O'Brien calls SI report 'irresponsible' and 'wrong'
Penn State coach Bill O'Brien fired back Wednesday at a Sports Illustrated special report that questions whether changes on the school's athletic medical staff could compromise the safety of his players.
“Their health and safety is the No. 1 priority for me. It's not near the top, it's not around the top, it's at the top,” O'Brien said during a conference call. “For anyone to suggest or outright accuse that anyone within Penn State's athletic program would do otherwise is irresponsible, reckless and wrong.”
Penn State tried to get in front of the story that focuses on the reorganization of the sports medicine staff — and the motives behind it — before Sports Illustrated hit newsstands on Wednesday. A Penn State spokesman issued statements late Tuesday night from O'Brien, athletic director Dave Joyner and Dr. Harold Paz, the CEO of Penn State Hershey Medical Center.
The university issued additional statements Wednesday, including one that said, “The article fundamentally distorts the facts. There's been no change in model of medical care for our student-athletes.”
During a contentious conference call with reporters, O'Brien offered the strongest rebuttal to the SI article, which also claims head trainer Tim Bream overstepped his medical authority. The second-year coach made clear that he takes personally assertions that changes made in January may have diminished the quality of Penn State's medical care for the football players.
Dr. Wayne Sebastianelli, an orthopedic surgeon who had been the team's primary doctor since 1992, now oversees Penn State's athletic medical program but does not work with the football team on a daily basis. Dr. Peter Seidberg and Dr. Scott Lynch replaced Sebastianelli as the team's head physician and orthopedic surgeon, respectively, in a change that the school only announced after it had been reported.
O'Brien said he recommended the changes to his bosses after observing the program for a year. The Sports Illustrated story asserts that Joyner wanted the job that Sebastianelli got in 1992, and that is why he pushed for the latter to get reassigned.
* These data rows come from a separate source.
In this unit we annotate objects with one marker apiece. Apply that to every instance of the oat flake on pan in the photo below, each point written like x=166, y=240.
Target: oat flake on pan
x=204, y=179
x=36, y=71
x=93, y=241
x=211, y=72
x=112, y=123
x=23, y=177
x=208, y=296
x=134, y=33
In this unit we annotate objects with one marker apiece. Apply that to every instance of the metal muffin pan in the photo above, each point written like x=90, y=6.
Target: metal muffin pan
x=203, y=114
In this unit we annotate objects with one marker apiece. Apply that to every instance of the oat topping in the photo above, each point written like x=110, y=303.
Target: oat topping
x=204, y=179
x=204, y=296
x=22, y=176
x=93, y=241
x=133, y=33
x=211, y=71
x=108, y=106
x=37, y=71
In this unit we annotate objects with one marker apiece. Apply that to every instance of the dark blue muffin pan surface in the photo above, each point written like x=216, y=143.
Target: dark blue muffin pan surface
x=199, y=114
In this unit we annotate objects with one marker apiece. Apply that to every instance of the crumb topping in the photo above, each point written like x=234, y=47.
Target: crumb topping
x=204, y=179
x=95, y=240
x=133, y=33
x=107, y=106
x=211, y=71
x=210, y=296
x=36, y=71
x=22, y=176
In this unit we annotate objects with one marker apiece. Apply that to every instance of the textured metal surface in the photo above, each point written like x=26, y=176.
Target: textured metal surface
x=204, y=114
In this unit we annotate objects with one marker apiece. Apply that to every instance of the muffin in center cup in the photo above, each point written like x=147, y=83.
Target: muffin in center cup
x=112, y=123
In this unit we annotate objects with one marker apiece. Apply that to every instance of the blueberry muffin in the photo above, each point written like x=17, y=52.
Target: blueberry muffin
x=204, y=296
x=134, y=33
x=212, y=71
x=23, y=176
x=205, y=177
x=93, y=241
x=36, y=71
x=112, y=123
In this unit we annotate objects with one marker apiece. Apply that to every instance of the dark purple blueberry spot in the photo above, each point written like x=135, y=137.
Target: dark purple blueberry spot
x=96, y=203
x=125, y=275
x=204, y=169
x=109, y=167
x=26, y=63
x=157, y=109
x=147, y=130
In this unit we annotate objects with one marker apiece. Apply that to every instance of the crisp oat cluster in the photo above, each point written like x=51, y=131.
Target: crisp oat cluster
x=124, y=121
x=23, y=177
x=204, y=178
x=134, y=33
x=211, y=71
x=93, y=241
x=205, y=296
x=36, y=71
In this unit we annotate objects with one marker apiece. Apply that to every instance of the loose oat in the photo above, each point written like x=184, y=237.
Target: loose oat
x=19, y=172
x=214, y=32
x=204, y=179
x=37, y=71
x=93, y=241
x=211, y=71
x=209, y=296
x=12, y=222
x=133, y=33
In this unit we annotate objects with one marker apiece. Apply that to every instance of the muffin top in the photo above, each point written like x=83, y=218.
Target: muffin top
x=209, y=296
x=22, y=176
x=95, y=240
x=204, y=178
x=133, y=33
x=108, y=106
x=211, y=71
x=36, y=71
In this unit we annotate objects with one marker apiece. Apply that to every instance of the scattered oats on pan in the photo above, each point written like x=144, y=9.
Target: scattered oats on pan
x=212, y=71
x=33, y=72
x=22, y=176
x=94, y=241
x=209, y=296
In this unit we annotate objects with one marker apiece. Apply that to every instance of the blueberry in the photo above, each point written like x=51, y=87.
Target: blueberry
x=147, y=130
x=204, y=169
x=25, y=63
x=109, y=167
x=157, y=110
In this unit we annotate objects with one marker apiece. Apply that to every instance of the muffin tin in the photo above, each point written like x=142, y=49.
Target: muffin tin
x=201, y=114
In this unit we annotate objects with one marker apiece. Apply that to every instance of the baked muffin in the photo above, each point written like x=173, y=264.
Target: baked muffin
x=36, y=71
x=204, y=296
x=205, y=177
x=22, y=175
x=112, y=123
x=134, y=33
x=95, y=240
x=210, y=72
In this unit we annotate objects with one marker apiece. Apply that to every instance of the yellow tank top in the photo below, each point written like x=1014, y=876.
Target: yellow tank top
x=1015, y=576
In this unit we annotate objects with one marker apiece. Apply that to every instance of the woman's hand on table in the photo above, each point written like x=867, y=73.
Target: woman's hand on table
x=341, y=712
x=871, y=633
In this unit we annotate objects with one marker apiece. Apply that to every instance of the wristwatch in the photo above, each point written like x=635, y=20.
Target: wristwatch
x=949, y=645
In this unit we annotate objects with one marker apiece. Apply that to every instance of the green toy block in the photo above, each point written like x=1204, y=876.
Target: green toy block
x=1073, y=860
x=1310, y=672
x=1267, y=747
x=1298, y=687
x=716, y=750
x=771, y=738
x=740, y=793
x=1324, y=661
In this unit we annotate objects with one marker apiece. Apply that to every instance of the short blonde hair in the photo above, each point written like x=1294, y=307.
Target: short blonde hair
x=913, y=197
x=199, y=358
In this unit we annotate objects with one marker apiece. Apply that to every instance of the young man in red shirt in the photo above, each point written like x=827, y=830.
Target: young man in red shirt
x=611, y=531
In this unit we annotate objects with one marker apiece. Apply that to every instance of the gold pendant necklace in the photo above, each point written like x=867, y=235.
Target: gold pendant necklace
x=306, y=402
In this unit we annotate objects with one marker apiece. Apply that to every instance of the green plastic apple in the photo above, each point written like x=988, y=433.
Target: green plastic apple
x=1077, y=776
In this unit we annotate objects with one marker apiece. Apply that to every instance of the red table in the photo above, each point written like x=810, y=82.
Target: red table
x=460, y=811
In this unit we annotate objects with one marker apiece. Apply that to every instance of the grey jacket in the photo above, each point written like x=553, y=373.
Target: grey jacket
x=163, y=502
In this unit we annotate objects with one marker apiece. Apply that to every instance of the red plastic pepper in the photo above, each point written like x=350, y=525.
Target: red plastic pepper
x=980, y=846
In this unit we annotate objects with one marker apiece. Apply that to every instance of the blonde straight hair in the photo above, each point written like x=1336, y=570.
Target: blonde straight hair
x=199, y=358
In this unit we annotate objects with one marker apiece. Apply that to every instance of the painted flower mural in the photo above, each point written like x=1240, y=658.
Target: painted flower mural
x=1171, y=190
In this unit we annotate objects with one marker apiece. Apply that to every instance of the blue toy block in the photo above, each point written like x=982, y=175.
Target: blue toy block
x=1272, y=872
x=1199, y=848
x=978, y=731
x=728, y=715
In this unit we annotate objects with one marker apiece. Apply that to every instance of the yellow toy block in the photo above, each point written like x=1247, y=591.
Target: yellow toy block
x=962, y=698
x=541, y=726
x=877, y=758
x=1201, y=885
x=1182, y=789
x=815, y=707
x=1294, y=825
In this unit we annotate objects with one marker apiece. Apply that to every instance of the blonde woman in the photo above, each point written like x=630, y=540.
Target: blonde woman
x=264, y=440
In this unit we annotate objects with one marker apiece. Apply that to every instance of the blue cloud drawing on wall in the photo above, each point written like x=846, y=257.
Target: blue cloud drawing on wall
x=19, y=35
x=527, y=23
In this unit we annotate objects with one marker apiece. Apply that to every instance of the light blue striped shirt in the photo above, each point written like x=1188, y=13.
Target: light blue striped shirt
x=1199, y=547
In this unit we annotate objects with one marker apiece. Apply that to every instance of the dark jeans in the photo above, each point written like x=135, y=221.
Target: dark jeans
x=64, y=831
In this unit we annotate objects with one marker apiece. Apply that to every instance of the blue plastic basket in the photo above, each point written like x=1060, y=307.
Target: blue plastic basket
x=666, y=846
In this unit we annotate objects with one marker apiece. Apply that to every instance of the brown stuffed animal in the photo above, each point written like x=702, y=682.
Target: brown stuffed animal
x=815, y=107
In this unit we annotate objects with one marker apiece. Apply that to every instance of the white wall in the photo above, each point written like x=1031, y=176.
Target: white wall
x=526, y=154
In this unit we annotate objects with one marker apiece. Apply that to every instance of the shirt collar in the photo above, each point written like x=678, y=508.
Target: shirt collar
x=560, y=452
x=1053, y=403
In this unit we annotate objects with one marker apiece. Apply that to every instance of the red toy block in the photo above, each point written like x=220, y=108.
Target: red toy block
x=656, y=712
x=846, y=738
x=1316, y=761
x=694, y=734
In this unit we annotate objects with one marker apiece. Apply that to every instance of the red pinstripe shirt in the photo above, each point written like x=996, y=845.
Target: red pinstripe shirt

“What that article was to me was a character assassination of Dave Joyner, and it wasn't anything other than that,” O'Brien said. “The care for our players medically is superb. I spent much time on Sunday on the phone with Sports Illustrated. I didn't have any quotes in the story.”
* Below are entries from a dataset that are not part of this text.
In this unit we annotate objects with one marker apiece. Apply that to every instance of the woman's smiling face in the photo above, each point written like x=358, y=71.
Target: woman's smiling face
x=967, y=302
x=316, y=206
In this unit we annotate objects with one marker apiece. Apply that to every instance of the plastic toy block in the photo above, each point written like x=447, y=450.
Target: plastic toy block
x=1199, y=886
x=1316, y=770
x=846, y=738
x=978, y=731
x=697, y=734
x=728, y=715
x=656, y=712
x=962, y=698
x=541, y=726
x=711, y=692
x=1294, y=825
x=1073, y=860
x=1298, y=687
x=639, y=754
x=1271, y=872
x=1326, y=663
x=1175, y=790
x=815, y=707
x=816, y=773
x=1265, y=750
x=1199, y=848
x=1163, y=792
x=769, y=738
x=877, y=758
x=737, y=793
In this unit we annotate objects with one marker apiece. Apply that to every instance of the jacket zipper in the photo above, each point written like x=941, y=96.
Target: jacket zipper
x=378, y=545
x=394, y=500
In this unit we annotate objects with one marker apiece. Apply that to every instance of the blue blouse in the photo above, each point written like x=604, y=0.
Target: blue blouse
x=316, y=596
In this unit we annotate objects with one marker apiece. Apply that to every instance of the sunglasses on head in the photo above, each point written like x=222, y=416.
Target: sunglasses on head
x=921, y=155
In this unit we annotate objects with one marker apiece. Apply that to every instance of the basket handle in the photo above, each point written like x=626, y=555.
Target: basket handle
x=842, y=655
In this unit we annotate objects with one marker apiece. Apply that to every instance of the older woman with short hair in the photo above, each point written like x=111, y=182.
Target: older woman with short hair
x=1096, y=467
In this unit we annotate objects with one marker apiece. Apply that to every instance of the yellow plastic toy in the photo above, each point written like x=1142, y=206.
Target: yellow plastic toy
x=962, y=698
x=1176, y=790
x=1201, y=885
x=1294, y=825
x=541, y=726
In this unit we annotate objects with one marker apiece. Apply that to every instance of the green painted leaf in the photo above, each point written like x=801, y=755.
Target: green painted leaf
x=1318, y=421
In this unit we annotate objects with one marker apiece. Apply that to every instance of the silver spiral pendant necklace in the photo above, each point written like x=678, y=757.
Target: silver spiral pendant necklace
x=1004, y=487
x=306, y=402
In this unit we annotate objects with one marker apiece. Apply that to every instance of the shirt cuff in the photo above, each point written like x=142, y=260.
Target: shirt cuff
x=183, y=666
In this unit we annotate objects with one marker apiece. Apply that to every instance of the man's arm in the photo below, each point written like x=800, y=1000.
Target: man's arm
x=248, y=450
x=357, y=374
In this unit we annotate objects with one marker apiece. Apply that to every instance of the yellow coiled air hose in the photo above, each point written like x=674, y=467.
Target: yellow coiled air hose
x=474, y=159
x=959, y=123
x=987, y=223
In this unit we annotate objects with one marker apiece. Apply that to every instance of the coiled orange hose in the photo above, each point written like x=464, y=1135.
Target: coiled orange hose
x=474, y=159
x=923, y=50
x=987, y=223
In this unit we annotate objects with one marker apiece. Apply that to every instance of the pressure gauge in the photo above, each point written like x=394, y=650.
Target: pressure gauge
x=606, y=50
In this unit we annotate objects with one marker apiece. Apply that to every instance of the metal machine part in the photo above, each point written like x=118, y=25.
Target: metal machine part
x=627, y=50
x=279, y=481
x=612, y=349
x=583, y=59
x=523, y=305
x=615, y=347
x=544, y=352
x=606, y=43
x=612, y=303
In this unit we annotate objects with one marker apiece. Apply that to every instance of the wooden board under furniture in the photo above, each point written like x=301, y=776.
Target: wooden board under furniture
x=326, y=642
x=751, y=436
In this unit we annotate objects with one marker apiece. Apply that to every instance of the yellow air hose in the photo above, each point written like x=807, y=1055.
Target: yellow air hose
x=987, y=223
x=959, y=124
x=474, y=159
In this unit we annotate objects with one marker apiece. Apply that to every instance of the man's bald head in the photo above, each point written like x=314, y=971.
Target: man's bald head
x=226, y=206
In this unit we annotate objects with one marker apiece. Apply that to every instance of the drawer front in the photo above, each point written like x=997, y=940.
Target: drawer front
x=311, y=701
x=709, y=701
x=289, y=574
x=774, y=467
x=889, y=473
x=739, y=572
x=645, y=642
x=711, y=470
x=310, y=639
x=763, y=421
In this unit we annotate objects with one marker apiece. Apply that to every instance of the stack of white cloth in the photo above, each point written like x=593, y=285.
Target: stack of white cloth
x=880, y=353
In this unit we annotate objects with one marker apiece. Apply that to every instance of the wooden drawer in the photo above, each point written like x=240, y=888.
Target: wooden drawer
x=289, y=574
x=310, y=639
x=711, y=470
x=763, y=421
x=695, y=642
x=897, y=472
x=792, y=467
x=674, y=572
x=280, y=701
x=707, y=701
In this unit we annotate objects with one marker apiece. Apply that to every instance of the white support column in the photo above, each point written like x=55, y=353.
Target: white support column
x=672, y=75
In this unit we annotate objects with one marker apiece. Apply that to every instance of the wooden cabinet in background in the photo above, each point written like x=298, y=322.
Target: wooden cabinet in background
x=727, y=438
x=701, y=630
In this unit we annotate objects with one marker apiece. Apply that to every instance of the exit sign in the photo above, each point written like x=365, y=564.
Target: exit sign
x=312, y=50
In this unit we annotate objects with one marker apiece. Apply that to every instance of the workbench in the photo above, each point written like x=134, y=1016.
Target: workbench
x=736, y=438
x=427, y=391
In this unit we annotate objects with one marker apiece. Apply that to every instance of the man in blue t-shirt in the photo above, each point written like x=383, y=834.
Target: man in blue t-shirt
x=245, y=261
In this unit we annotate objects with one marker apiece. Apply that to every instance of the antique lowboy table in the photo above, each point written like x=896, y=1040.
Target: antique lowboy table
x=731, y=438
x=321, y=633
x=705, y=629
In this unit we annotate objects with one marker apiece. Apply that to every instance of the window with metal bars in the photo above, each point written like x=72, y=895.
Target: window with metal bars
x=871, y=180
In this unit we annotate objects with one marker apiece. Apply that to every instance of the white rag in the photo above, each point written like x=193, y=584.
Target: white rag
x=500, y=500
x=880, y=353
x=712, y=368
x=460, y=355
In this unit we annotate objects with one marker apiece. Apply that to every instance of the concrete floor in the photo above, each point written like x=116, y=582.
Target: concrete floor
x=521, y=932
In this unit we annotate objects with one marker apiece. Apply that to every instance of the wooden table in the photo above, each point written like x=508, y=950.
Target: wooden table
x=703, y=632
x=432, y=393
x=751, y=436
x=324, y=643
The story quoted Adam Taliaferro, who suffered a severe spinal injury in 2000 and credits the care he received from Sebastianelli for his overcoming overwhelming odds to walk again.
Taliaferro told SI that Sebastianelli is family and that “I'm trying to figure out what is going on.”
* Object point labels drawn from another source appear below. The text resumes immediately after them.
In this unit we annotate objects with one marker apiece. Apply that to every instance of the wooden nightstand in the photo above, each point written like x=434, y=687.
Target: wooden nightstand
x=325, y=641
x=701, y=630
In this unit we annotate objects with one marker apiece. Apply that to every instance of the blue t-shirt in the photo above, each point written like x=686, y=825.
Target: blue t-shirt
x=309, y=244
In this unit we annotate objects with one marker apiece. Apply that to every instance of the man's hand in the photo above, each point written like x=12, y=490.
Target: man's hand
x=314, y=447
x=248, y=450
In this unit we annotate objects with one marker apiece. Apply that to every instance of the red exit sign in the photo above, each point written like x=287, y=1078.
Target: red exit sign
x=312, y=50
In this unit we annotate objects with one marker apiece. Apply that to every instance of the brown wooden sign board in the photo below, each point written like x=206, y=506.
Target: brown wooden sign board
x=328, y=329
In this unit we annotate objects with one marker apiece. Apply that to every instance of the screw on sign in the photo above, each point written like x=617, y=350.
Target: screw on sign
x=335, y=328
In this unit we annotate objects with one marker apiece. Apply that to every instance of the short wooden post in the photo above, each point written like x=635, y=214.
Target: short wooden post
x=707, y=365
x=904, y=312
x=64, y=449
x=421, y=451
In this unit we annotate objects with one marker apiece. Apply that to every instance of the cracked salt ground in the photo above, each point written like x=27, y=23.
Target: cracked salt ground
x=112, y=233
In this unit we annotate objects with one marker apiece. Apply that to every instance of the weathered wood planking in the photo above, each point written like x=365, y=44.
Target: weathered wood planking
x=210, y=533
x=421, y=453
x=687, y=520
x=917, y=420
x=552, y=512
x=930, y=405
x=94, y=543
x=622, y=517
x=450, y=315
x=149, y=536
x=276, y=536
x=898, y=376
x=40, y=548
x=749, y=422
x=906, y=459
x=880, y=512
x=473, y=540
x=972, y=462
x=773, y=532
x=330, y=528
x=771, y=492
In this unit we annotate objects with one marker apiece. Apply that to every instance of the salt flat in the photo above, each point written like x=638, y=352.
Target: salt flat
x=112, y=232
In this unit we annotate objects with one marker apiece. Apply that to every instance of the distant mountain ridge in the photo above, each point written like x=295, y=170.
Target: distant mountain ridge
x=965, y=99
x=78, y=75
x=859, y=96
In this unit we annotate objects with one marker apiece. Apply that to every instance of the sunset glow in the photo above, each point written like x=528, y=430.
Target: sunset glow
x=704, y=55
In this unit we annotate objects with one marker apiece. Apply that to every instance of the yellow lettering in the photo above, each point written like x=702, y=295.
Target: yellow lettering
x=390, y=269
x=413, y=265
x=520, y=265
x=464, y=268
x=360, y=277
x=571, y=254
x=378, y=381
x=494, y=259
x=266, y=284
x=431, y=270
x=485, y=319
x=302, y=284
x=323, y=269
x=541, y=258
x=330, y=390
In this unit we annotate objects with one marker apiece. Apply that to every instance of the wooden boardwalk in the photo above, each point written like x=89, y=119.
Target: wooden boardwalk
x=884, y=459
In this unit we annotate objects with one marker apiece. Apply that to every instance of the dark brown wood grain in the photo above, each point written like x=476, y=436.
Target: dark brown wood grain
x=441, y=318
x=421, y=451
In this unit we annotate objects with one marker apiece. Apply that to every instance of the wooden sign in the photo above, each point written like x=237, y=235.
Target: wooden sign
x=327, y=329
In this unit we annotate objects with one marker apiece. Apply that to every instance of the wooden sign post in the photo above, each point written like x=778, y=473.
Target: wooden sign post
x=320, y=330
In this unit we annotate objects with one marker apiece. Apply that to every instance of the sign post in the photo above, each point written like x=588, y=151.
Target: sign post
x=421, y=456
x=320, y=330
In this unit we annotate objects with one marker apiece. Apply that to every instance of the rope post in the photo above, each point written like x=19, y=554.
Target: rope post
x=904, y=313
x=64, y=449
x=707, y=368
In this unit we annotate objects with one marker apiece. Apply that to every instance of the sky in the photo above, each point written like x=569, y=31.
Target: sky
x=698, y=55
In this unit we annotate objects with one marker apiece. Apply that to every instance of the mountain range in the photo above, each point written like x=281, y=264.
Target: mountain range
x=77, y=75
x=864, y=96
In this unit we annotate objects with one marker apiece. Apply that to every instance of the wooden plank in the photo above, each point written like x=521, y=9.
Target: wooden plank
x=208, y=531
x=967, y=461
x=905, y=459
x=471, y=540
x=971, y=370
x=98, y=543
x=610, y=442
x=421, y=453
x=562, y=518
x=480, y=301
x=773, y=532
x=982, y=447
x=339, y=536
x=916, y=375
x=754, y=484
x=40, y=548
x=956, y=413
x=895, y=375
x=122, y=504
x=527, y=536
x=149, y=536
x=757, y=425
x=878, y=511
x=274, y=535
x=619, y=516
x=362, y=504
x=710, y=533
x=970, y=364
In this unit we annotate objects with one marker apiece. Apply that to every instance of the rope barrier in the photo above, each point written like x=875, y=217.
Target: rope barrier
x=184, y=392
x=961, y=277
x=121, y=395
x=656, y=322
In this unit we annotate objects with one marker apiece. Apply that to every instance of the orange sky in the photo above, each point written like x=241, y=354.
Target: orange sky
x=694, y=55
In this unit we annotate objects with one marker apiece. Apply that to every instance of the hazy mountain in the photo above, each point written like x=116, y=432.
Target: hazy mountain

But Taliaferro said Wednesday that he “didn't know the context” when he talked to SI back in January. Taliaferro, a member of Penn State's Board of Trustees, said he didn't know about changes in the sports medicine department when SI first asked him about Sebastianelli and that he thought the magazine was doing a feature story on Sebastianelli.
Another member of the board said the SI story raised some concerns with him.
“I believe Bill O'Brien is a fine football coach,” said Anthony Lubrano, the most outspoken member of the board. “But I also think the health care of our athletes should not solely be the responsibility of the football coach.”
Penn State issued a release comparing its in-season medical coverage with programs from across the country, including LSU, Michigan State, Northwestern and Nebraska. O'Brien said the coverage has not fundamentally changed and that it is as good as anywhere he has ever been.
O'Brien said the NCAA sanctions, which limit the amount of players Penn State is allowed to have on scholarship, is another reason why player safety is his top priority.
“You think for one second I would jeopardize the health and safety of this football team with 65 kids on scholarship?” O'Brien said. “That's preposterous.”